Consider the reaction N2 g 3H2 g 2NH3 g At a ce... - SS3 Chemistry Chemical Equilibrium Question

Let's denote the initial concentrations of N2 and H2 as [N2]0 and [H2]0, respectively, and the change in concentration of NH3 as x (since 2 moles of NH3 are formed for every mole of N2 reacted).

Initial concentrations:

[N2]0 = 0.20 moles / 2.0 litres = 0.10 M

[H2]0 = 0.40 moles / 2.0 litres = 0.20 M

[NH3]0 = 0 M (since no NH3 is present initially)

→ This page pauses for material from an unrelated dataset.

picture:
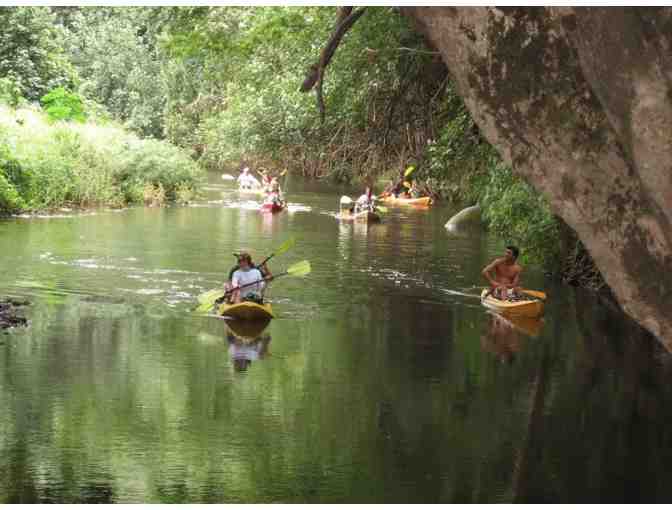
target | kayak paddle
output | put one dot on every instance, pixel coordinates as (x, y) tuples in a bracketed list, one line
[(299, 269), (289, 243)]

At equilibrium, the concentrations will be:

[N2]eq = [N2]0 - x

[H2]eq = [H2]0 - 3x

[NH3]eq = [NH3]0 + 2x

The equilibrium constant expression for the reaction is:

Kc = [NH3]eq² / ([N2]eq X [H2]eq³)

Substitute the given values into the equilibrium constant expression:

0.050 = (0 + 2x)² / ((0.10 - x) X (0.20 - 3x)³)

Expand and rearrange the equation to solve for x:

0.050 = (4x²) / ((0.10 - x) X (0.20 - 3x)³)

Now, solve for x:

0.050 = 4x² / (0.10 - x) X (0.008 - 0.144x + 0.648x²)

Multiply both sides by (0.10 - x) X (0.008 - 0.144x + 0.648x²):

0.050 X (0.10 - x) X (0.008 - 0.144x + 0.648x²) = 4x²

Distribute and rearrange:

0.0048 - 0.072x + 0.324x² = 4x²

Bring all terms to one side and simplify:

0.324x² - 4x² + 0.072x - 0.0048 = 0

Combine like terms:

3.676x² + 0.072x - 0.0048 = 0

Use the quadratic formula to find the values of x:

x = [-0.072 ± √(0.072² - 4 X 3.676 X (-0.0048))] / 2 X 3.676

x ≈ [-0.072 ± √(0.005184 + 0.070656)] / 7.352

x ≈ [-0.072 ± √0.07584] / 7.352

x ≈ [-0.072 ± 0.2754] / 7.352

x ≈ 0.203 or x ≈ -0.032

Since concentrations cannot be negative, we discard the negative value for x.

Now, calculate the equilibrium concentrations:

[N2]eq = [N2]0 - x ≈ 0.10 - 0.203 ≈ -0.103 M (discard negative value)

[H2]eq = [H2]0 - 3x ≈ 0.20 - 3 X 0.203 ≈ -0.009 M (discard negative value)

[NH3]eq = [NH3]0 + 2x ≈ 0 + 2 X 0.203 ≈ 0.406 M

Since concentrations cannot be negative, we consider the equilibrium concentration of N2 to be 0 M, the equilibrium concentration of H2 to be 0 M, and the equilibrium concentration of NH3 to be 0.406 M.

Therefore, at equilibrium, [N2]eq ≈ 0 M, [H2]eq ≈ 0 M, and [NH3]eq ≈ 0.406 M.